What about solving linear systems of 100s of equations for various practical applications? Are these limitations simply an accepted fact, and e.g., optimization algorithms are just naturally robust to these issues? Or am I missing some important facets of this problem?
[0]: Press, William H. Numerical recipes 3rd edition: The art of scientific computing. Cambridge university press, 2007.
There are no limitations. This is a very fruitful exercise that we all came to realize; writing linear solvers are not that easy and that's why almost always LAPACK or its cousins in other languages are used with full confidence.
You are hit by almost singular matrices and because you are using matlab's backslash you don't see that matlab is switching to least squares solutions behind the scenes when near singularity is hit. If you just change A\b to linsolve(A,b) hence you restrict the solver to solve square systems you'll probably see lots of warnings on your console.
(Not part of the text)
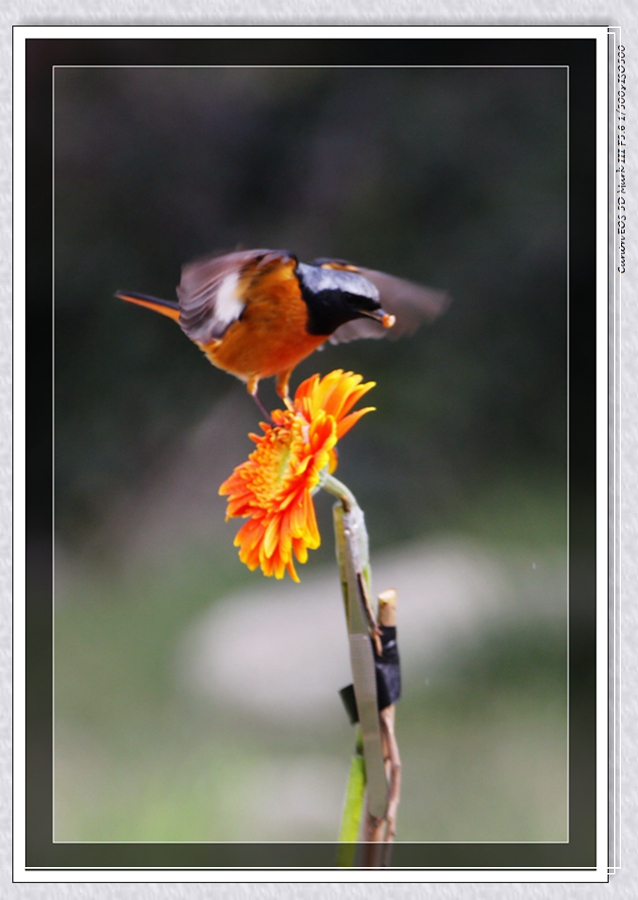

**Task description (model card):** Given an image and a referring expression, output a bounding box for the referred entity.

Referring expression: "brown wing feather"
[330,266,451,344]
[177,250,292,344]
I didn't test it because I don't have a license anymore but if I write blindly this should show you the condition numbers of the matrices at each step.
err_norms = [];
range = 1:3:120;
for i=1:40
size = range(i);
A = rand(size, size);
A = tril(A);
x_gt = rand(size, 1);
b = A * x_gt;
x_sol = linsolve(A,b);
err_norms = [err_norms, norm(x_gt - x_sol)];
zzz(i) = rcond(A);
end
semilogy(range, err_norms);
figure,semilogy(range,zzz);
Note that because you are picking up numbers from a uniform distribution it becomes more and more likely to hit ill-conditioned matrices (wrt to inversion) as the rows have more probability to have rank deficiency. That's why the error becomes bigger and bigger. Sprinkle some identity matrix times a scalar and all errors should come back to eps*n levels.
But best, leave this to expert algorithms which have been tested through decades. It is really not that trivial to write any of these. You can read the Fortran codes, for example, dtrsm solves the triangular system.
On the Python side, you can use scipy.linalg.solve_triangular which uses ?trtrs routines from LAPACK.